But I feel happy for her to know that she's freed.
Because it's the more important thing for her.
...
...
Sometimes, I wonder why is it always the unhappy things that stays with us the longest.
The happy moments and memories in life are so easily forgotten, so easily eliminated...
Yet, the hurtful and terrible things stay for a long long time...
...
...
...
We used to say that "The Ignorant One is not guilty of a mistake"... but does it really holds true? Can the people around him really forgive him?
For most problems in this world, there's only 2 ways to solve them. Either you solve it, or you let go of it.
And many things are out of our control. (Just like Ran Ran's problem, just like Ran Ran's friend problem...)
When it is out of our control, you can either keep trying...
...
Or you just let go.
In the case of a problem that's unsolvable,
It is better to choose the latter option.
...
It is not because we're afraid.
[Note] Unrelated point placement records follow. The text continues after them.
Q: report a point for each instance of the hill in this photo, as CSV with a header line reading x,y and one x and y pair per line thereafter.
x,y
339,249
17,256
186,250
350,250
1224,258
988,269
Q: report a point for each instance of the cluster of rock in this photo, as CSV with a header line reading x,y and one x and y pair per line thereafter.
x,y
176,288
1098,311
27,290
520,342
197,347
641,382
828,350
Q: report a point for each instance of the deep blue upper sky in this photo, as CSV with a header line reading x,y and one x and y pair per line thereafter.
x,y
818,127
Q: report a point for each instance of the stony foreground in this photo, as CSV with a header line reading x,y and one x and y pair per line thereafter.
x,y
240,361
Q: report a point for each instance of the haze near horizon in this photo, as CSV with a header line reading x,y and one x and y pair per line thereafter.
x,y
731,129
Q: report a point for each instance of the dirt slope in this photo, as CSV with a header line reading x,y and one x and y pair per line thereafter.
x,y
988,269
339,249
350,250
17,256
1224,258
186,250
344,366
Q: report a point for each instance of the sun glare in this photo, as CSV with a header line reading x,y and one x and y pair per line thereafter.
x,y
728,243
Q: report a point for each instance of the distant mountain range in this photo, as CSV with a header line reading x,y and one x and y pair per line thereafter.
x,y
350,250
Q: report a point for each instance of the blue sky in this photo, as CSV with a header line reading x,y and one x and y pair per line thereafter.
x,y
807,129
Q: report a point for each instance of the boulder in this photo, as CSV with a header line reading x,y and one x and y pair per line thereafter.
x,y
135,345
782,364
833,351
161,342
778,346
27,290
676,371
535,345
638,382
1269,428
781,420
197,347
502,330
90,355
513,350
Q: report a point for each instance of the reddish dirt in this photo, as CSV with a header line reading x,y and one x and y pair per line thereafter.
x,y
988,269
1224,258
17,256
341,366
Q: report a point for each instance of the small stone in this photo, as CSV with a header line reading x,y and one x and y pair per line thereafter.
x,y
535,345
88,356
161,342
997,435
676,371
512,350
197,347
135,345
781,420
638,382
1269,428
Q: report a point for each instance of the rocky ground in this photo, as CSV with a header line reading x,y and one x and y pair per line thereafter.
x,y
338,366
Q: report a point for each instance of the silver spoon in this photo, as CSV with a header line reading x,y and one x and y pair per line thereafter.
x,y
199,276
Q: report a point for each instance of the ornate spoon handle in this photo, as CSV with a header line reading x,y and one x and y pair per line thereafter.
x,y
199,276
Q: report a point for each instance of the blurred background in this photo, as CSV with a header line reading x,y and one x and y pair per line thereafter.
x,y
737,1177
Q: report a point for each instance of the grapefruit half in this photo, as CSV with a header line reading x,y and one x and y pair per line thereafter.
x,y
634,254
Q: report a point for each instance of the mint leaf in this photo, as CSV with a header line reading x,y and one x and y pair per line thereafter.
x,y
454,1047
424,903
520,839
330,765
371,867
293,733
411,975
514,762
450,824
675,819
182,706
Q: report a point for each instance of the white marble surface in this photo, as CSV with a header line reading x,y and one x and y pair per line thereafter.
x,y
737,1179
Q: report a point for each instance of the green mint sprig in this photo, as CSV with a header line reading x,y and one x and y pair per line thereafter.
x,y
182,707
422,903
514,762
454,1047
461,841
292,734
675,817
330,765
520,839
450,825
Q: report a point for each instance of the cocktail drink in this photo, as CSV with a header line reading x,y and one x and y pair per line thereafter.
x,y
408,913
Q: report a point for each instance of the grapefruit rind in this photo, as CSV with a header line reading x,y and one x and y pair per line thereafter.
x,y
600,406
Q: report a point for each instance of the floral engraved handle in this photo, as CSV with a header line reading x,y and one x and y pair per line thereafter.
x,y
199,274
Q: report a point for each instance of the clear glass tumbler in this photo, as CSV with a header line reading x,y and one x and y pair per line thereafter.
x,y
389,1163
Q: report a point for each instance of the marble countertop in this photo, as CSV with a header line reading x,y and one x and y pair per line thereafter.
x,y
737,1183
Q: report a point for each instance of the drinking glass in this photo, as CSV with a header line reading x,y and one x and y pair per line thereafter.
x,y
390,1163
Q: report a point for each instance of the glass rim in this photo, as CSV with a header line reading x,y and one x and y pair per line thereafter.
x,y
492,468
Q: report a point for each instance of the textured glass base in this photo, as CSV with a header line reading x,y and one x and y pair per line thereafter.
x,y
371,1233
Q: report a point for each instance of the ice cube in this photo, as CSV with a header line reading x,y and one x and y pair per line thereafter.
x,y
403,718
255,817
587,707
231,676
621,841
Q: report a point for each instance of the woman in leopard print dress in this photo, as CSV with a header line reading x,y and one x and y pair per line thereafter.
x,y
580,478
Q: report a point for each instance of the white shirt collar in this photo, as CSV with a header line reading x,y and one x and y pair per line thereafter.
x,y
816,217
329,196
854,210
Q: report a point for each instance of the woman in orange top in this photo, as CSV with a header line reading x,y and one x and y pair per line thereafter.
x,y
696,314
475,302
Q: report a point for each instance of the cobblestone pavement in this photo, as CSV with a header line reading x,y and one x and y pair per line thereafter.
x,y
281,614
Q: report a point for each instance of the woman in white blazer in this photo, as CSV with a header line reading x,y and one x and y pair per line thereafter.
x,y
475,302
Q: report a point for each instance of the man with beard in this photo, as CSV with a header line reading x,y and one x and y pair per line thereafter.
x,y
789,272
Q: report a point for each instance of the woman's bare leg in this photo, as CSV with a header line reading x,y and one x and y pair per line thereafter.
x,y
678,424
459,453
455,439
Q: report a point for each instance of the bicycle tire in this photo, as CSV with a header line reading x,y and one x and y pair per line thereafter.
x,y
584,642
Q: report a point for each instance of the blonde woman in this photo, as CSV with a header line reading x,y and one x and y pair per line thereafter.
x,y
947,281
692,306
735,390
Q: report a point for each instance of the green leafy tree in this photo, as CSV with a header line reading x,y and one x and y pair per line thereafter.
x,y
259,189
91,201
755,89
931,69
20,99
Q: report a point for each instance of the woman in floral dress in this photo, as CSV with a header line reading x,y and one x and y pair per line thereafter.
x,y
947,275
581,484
It is not because we're trying to escape. But simply because it is the right thing to do.
There are things that a righteous man must do, and there are things that he musn't.
I am not a righteous man, but I still have my own principles to adhere to.
I am not like that Red Dragon. I am not like WQ. I cannot do things the way they do. In fact, I am even more convinced that I'm doing the right thing after learning about something from them.
These are things that I will never do. Even if it means that I must be ridicule. Even if I should be held in contempt.
...
...
...
If I could, I wish I could go back to 12 months ago and start all over again.
I wished I have cherish the more important things.
I wished the Nether World hadn't turn me into what I am today.
...
...
That must be it.
I need to confront my darkest self again.
I need it to untie the knot that binds me to all the wrongs I've done.
All the people I failed to thank.
...
Yes, it is time...
It is time...
Important Note:
- You are not expected to understand this post.
- It does not refer to any single matter.
- You have a bigger chance of understanding it if you are from the Kindergarten.
- Even bigger chance if you're constantly updated with its events.
- Actually, I suggest you don't even try to understand it.
- Just enjoy how "poetic", "melancholic" and "philosophic" this story is.